Ce dernier terme vient de l'espagnol « cimaron ». Emprunté à l'arawak, il servait d'abord à désigner les animaux domestiques retournés à l'état sauvage.
Lieux de fuite
Les Marrons se réfugiaient généralement dans des lieux inaccessibles. À la Réunion, par exemple, ils fuyaient systématiquement dans les Hauts de l'île, dont ils furent les premiers habitants.
Parfois, ils parvenaient à se regrouper en de véritables communautés clandestines organisées dont les membres étaient alors appelés Noirs marrons. On peut citer à titre d'exemple les sociétés fondées par les Aluku et les Njuka en Amérique latine.

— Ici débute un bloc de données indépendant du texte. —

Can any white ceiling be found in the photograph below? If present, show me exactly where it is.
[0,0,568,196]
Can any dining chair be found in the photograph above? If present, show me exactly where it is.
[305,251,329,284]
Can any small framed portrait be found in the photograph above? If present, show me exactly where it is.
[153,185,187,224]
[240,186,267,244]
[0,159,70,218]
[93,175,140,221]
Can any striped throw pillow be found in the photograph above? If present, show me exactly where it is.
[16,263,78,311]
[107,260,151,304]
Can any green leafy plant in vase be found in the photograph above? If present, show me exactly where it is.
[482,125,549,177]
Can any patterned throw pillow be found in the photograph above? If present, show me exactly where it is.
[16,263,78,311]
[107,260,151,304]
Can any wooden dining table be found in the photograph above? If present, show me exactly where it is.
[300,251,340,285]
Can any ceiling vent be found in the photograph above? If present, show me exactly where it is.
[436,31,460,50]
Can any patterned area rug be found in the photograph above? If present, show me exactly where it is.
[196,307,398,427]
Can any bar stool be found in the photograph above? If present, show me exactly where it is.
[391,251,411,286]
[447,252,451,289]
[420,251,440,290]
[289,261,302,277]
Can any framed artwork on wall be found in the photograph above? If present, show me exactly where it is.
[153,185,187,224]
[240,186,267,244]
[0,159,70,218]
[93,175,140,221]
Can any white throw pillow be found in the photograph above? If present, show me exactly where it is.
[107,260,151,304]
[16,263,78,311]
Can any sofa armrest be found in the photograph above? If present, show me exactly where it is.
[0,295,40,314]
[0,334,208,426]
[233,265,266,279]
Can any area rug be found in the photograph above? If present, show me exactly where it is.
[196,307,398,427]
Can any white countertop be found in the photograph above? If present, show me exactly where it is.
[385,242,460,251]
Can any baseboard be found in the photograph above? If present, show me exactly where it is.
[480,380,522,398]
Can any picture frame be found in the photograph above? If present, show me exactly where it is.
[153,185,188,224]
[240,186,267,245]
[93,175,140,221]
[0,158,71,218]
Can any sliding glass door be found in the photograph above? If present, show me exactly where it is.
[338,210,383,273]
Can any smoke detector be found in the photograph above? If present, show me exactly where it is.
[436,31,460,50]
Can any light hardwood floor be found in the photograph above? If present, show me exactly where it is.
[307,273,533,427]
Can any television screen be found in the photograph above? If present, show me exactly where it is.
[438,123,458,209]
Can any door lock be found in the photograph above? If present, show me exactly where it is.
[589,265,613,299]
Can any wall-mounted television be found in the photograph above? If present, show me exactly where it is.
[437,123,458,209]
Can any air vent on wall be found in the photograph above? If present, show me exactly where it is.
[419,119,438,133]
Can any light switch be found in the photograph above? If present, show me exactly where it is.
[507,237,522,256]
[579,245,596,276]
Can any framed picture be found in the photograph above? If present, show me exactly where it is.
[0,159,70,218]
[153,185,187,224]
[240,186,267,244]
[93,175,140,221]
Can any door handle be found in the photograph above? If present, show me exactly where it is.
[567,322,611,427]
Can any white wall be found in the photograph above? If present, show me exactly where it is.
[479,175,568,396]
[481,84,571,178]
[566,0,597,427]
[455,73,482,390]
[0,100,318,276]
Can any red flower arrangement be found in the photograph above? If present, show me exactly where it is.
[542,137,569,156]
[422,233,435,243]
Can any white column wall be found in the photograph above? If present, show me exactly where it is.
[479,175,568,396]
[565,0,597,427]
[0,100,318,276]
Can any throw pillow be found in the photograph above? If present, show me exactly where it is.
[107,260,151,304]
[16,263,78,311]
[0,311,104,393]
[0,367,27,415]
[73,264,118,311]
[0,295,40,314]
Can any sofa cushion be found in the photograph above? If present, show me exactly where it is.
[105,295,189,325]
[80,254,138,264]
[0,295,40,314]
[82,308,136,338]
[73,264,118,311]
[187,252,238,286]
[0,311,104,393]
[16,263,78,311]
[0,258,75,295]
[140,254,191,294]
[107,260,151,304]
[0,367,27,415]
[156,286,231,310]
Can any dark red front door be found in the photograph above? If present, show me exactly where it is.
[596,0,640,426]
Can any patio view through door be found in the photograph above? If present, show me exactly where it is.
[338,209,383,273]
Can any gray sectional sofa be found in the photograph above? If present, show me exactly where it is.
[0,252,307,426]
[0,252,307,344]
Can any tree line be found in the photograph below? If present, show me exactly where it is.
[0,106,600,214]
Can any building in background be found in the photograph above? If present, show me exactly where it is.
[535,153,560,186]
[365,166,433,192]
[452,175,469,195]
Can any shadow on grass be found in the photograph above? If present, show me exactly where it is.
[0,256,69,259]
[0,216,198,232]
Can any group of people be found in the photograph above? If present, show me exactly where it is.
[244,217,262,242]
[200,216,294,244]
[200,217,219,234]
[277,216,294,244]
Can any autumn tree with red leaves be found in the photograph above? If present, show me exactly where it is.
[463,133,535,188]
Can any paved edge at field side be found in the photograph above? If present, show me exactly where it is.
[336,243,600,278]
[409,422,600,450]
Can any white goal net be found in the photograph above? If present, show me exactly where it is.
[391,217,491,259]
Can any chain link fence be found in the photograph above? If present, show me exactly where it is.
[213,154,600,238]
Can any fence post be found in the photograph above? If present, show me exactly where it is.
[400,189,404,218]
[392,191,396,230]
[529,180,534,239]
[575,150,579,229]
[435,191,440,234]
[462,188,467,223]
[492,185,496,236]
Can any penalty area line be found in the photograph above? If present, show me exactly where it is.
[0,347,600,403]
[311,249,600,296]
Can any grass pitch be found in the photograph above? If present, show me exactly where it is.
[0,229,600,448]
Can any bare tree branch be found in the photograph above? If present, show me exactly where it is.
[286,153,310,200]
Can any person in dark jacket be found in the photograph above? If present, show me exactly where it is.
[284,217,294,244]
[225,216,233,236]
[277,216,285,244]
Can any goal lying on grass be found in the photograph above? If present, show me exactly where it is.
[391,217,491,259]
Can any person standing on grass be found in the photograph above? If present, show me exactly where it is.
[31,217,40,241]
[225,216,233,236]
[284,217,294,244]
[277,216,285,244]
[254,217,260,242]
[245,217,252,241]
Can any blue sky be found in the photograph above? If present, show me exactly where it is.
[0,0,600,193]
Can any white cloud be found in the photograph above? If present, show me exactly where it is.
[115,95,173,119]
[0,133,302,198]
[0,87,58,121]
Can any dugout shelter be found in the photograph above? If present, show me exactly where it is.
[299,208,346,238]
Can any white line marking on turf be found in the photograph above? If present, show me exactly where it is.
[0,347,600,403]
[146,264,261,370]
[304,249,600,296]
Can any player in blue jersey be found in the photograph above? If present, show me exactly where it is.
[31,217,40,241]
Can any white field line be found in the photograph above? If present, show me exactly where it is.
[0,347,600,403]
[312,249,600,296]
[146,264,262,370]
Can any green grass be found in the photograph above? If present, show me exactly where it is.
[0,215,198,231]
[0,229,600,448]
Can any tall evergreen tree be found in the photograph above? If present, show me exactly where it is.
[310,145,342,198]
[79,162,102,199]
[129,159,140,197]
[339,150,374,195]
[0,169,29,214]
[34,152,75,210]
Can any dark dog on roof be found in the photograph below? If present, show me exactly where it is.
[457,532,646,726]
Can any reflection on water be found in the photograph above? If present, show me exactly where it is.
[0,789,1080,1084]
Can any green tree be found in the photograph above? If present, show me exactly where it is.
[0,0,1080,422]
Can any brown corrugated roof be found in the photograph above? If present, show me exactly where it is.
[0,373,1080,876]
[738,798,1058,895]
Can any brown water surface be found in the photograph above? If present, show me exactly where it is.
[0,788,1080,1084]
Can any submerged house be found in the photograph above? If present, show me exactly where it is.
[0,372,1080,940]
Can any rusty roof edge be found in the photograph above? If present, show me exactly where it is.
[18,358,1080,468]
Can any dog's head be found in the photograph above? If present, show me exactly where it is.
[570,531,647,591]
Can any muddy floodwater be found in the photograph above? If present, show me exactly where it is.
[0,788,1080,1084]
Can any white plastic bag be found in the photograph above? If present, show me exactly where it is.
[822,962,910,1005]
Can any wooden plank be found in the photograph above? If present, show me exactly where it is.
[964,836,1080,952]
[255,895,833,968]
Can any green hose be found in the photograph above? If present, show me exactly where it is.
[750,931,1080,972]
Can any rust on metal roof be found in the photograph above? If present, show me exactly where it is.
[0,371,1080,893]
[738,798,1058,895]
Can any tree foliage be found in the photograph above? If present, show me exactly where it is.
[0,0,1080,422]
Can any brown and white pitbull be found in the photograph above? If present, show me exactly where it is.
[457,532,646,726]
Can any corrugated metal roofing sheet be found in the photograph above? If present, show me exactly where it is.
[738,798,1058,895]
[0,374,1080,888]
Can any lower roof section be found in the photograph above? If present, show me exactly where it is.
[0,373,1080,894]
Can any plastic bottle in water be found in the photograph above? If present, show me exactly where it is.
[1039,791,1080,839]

À la Réunion, ce seraient même de véritables royaumes qui auraient émergé de leur regroupement : on dit de Cimendef qu'il fut roi. Certains historiens estiment en outre que le suffrage universel fut employé pour la première fois par des Marrons réunionnais. La découverte de restes de campements dans la forêt du Tapcal devrait permettre d'en savoir plus à terme.
On note en tout cas que de nombreux sites naturels des trois cirques de l'île portent toujours le nom de Marrons. Ainsi, Anchaing a laissé son nom à un sommet de Salazie. Et Cilaos pourrait devoir son nom à un esclave en fuite.
Chasse et sanctions
Le développement du marronnage a rapidement contraint les maîtres à engager des chasseurs d'esclaves.
Aux Antilles, ceux qui étaient rattrapés étaient châtiés par mutilation : leur tendon d'Achille était sectionné afin qu'ils ne puissent plus courir.
À la Réunion, ils étaient parfois tués lors de la chasse. Le chasseur ramenait alors au maître une oreille et une main du fuyard en guise de preuve de la réussite de sa chasse, le corps entier ne pouvant être transporté par un homme seul le long de sentiers escarpés.
Selon un épisode célèbre de l'histoire de l'île Maurice, un important groupe d'esclaves n'hésita pas à se précipiter dans le vide du haut d'un rocher élevé lorsqu'ils se retrouvèrent acculés au bord d'une falaise par des hommes qu'ils prenaient pour des chasseurs. Ils n'étaient en fait que des messagers chargés de leur annoncer l'abolition de l'esclavage.